- Born: 1956 (age 69–70)
- Occupations: Bond trader, investor, founder
- Known for: Founder of the Baldwin Group of companies

= Tom Baldwin (trader) =

American businessman

Lucian Thomas Baldwin III is a bond trader investor and founder of the Baldwin Group of companies. He was described by the Wall Street Journal as a trader who can singlehandedly move the Treasury bond market. He often trades the 30-year bond in the pits of the Chicago Board of Trade.

== Career ==
After receiving his master's degree in agribusiness Baldwin worked as a meat packer in Ohio. He took advice from a friend and moved to Chicago with some trading knowledge from a few courses taken at graduate school. Due to high inflation in the US in the 1980s, hedgers and speculators preferred trading in treasury bonds. Baldwin followed this trend.

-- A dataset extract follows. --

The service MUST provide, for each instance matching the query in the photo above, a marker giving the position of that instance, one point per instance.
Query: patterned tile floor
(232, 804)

Baldwin experienced success as a bond trader, and leased a seat on the Chicago exchange. As a full member director of the Chicago Board of Trade, Baldwin has served on its executive committee and Commodity Pool Operator/Commodity Trading Advisor committee, in addition to other positions. He currently serves as chairman of Baldwin Group Ltd., the parent company of several investment and financial services. Companies in the group include: Baldwin Commodities Corp., a Treasury Bond Futures proprietary trading company, and Baldwin Managed Futures, a CTA. Baldwin is also the current owner of Granot Loma, the great American castle on the southern shore of Lake Superior in Marquette County, Michigan.

In 2009, he was inducted into the Futures Hall of Fame, which had been established in 2005 to commemorate outstanding contributions to the global futures and options community.